Rt. Hon. Yakubu Dogara, the Speaker, House of Representatives, at a five-day workshop organised by the National Institute Legislative Studies for members of Ugandan parliament on Monday in Abuja, has cautioned opposition members in parliament to avoid sensationalism in their criticisms of government policies.
Dogara, who was represented by the Majority Leader of the House of Representatives, Mr Femi Gbajabiamila, said it was expedient for opposition to make sound contributions toward the efficient running of the economy.
“As opposition members, your contribution in committees must be based on facts and not conjecture and must be for the purpose of providing a different perspective to whatever issue is being considered.
“It should not be for the sole aim of countering the majority’s position for the sake of it.
‘By so doing, you are able to win the trust and confidence of members from the majority party.
“You must strive to be credible both in committees and in plenary. The exercise of your role as shadow governments should be done in a responsible manner, devoid of the need to be sensational or confrontational.
“You must be balanced and objective in your approach. Opposition parties should be able to commend government and majority parties when they are on the right path.
“In the same vein, they should chastise them if they are on the wrong path,” he said.
The speaker said he was aware of the difficulty opposition parties faced while supporting the government on a piece of legislation or in working to a consensus on a policy matter.
According to him, while such move will be in the national interest, there might be a negative perception of such stances by civil society and the citizenry which can be damaging to the status of the opposition.

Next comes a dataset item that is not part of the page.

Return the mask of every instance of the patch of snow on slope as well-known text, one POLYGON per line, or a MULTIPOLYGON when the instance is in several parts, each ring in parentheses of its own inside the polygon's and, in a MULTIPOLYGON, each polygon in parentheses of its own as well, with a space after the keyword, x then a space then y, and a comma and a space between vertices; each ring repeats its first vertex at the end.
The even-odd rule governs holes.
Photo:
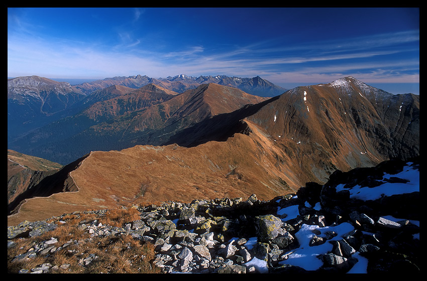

Dogara stressed that minority interests that they represented as members of parliament, may feel aggrieved or neglected if consensus was easily reached with the ruling party.
“I will like to note that while there are no perfect systems, we must continually strive to improve upon our systems.
“This is especially where we have assessed and found that they fall short of assisting us to reach the desired heights in democratic governance.
“The high turnover rate that characterises parliament as an institution, means that robust systems and procedures are required to ensure that from one election to the other, the quality of parliamentary work is not diminished.
“As we continue to learn from each other, it is my hope that these experiences would not remain in the bosom of individuals.
“It is my hope we act and ensure that our institutions benefit from these lessons and implement them for the benefit of posterity, the growth of our representative assemblies and the countries at large,” he said.